Below is a short code for comparison. It contains two versions of the same function, with different implementations of roll()
.
import numpy as np
from numba import njit, prange
import timeit
# version with local roll() definition
@njit(parallel=True)
def rs_roll_wrapper(arr):
def roll(arr,shift):
out = np.empty(arr.size, dtype=arr.dtype)
for i in prange(arr.size):
idx = (i - shift)%arr.size
out[idx] = arr[i]
return(out)
temp1 = roll(arr,-1)
temp1 *= arr
temp2 = roll(arr,+1)
temp2 = arr + temp1
out = temp2 * temp2
return(out)
# version with np.roll()
@njit(parallel=True)
def np_roll_wrapper(arr):
roll = np.roll
temp1 = roll(arr,-1)
temp1 *= arr
temp2 = roll(arr,+1)
temp2 = arr + temp1
out = temp2 * temp2
return(out)
and here’s a script to test them
np_roll_wrapper(np.arange(int(1e2)))
stime = timeit.default_timer()
np_roll_wrapper(np.arange(int(1e6)))
print(timeit.default_timer() - stime)
rs_roll_wrapper(np.arange(int(1e2)))
stime = timeit.default_timer()
rs_roll_wrapper(np.arange(int(1e6)))
print(timeit.default_timer() - stime)
which outputs
0.013500430999556556
0.00415644699933182
Looking at the parallel diagnostics, the two optimized versions end up looking like this:
the numpy version
Parallel loop listing for Function np_roll_wrapper, <ipython-input-84-57f1e14f0d7f> (18)

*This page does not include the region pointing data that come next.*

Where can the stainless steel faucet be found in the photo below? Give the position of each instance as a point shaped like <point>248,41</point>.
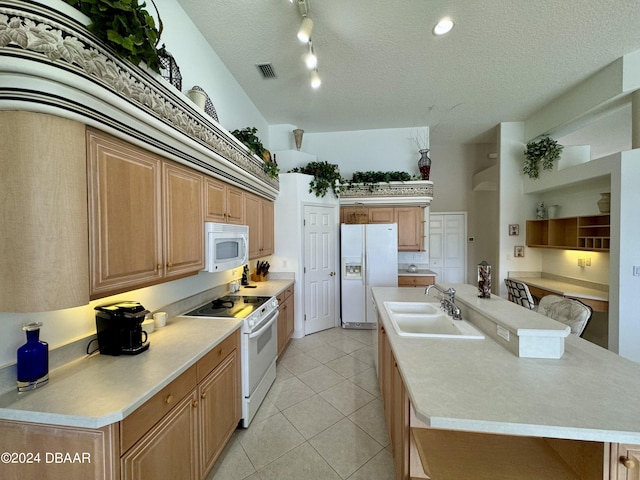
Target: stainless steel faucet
<point>447,302</point>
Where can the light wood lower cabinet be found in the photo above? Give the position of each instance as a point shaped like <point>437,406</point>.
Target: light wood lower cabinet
<point>177,434</point>
<point>145,217</point>
<point>186,442</point>
<point>625,462</point>
<point>285,318</point>
<point>259,218</point>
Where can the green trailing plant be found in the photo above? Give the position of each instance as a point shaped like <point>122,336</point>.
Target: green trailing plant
<point>271,169</point>
<point>325,176</point>
<point>371,180</point>
<point>545,150</point>
<point>126,26</point>
<point>250,139</point>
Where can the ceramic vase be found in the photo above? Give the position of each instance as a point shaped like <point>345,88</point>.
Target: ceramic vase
<point>604,204</point>
<point>424,164</point>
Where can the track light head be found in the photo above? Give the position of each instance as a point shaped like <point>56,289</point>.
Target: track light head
<point>304,33</point>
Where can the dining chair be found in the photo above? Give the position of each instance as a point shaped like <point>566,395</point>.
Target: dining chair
<point>570,311</point>
<point>519,293</point>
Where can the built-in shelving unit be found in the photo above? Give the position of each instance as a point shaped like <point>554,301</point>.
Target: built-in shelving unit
<point>575,233</point>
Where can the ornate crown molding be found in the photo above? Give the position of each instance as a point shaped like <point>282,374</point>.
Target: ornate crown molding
<point>418,192</point>
<point>56,46</point>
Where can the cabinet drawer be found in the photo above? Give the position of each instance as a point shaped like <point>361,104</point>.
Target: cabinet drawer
<point>416,281</point>
<point>139,422</point>
<point>218,353</point>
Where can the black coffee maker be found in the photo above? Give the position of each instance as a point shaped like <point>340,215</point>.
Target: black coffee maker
<point>119,327</point>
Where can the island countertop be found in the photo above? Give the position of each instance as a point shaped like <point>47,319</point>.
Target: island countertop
<point>478,385</point>
<point>98,390</point>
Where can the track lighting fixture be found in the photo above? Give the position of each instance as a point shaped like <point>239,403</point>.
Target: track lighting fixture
<point>304,33</point>
<point>310,59</point>
<point>315,79</point>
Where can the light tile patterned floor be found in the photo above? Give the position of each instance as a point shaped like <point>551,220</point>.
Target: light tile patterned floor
<point>322,419</point>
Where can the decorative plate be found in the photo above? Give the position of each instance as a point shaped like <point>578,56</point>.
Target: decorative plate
<point>209,109</point>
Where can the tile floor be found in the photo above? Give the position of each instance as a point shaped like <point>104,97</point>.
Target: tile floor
<point>322,418</point>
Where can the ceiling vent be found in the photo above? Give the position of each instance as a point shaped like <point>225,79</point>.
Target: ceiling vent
<point>267,70</point>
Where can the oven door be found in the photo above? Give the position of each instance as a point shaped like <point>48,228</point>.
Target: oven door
<point>259,353</point>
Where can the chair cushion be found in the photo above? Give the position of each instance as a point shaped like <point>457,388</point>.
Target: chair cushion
<point>571,312</point>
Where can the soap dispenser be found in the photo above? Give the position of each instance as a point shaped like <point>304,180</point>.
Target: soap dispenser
<point>33,359</point>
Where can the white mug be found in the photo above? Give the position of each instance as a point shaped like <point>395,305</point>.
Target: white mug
<point>160,319</point>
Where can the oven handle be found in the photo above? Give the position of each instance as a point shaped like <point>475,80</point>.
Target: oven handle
<point>270,322</point>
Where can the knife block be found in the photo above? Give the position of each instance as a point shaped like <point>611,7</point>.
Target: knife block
<point>258,278</point>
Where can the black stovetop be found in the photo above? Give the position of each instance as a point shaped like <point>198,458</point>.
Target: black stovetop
<point>230,306</point>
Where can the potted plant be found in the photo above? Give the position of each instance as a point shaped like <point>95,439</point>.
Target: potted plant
<point>250,139</point>
<point>325,176</point>
<point>126,26</point>
<point>545,150</point>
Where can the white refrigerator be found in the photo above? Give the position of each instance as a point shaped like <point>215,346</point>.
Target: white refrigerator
<point>369,259</point>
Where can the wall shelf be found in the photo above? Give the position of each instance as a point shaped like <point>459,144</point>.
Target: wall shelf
<point>589,232</point>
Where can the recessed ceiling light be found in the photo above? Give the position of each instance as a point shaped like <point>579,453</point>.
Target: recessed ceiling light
<point>443,26</point>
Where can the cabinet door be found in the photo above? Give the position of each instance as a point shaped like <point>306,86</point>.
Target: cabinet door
<point>215,201</point>
<point>184,220</point>
<point>235,206</point>
<point>266,227</point>
<point>381,215</point>
<point>169,450</point>
<point>220,408</point>
<point>626,463</point>
<point>410,222</point>
<point>252,219</point>
<point>125,238</point>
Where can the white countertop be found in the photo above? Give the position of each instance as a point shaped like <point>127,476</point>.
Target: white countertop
<point>421,272</point>
<point>478,385</point>
<point>566,289</point>
<point>98,390</point>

-----------------------------|loop #ID
@njit(parallel=True) |
def np_roll_wrapper(arr): |
|
roll = np.roll |
|
temp1 = roll(arr,-1) |
temp1 *= arr-------------| #1740
temp2 = roll(arr,+1) |
temp2 = arr + temp1------| #1738
out = temp2 * temp2------| #1739
|
return(out) |
--------------------------------- Fusing loops ---------------------------------
Attempting fusion of parallel loops (combines loops with similar properties)...
Fused loop summary:
+--1738 has the following loops fused into it:
+--1739 (fused)
Following the attempted fusion of parallel for-loops there are 2 parallel for-
loop(s) (originating from loops labelled: #1740, #1738).
my version
Parallel loop listing for Function rs_roll_wrapper, <ipython-input-84-57f1e14f0d7f> (1)
--------------------------------------------------------|loop #ID
@njit(parallel=True) |
def rs_roll_wrapper(arr): |
def roll(arr,shift): |
out = np.empty(arr.size, dtype=arr.dtype) |
for i in prange(arr.size): ------------------| #1744, 1743
idx = (i - shift)%arr.size |
out[idx] = arr[i] |
return(out) |
|
temp1 = roll(arr,-1) |
temp1 *= arr----------------------------------------| #1745
temp2 = roll(arr,+1) |
temp2 = arr + temp1---------------------------------| #1741
out = temp2 * temp2---------------------------------| #1742
|
return(out) |
--------------------------------- Fusing loops ---------------------------------
Attempting fusion of parallel loops (combines loops with similar properties)...
Fused loop summary:
+--1741 has the following loops fused into it:
+--1742 (fused)
Following the attempted fusion of parallel for-loops there are 4 parallel for-
loop(s) (originating from loops labelled: #1744, #1745, #1743, #1741).
So, the first key difference is that in my version each call to roll()
implies a loop within the definition of the function, while the same is not true for np.roll()
. So, does that mean that np.roll()
is not a parallel loop, or is it not a loop at all? And if the numpy version has fewer loops (2 vs 4) then why is it half as fast?
The second issue is systemic to both versions – every call to roll()
, whichever version is used, is unfuzeable with other loops, so even though the loops are all of the same size and use basic arithemtic at most, the execution is slowed by them being broken up into separate loops. Whereas, by comparison, if I explicitly redefine everything in terms of indices instead of using vector notation I can do it all in a single loop that is approximately 4 times faster (being 1 loop instead of 4).
So, that’s all to say, has anybody worked on or implemented a version of np.roll that is natively parallelizeable and can be fuzed with other loops?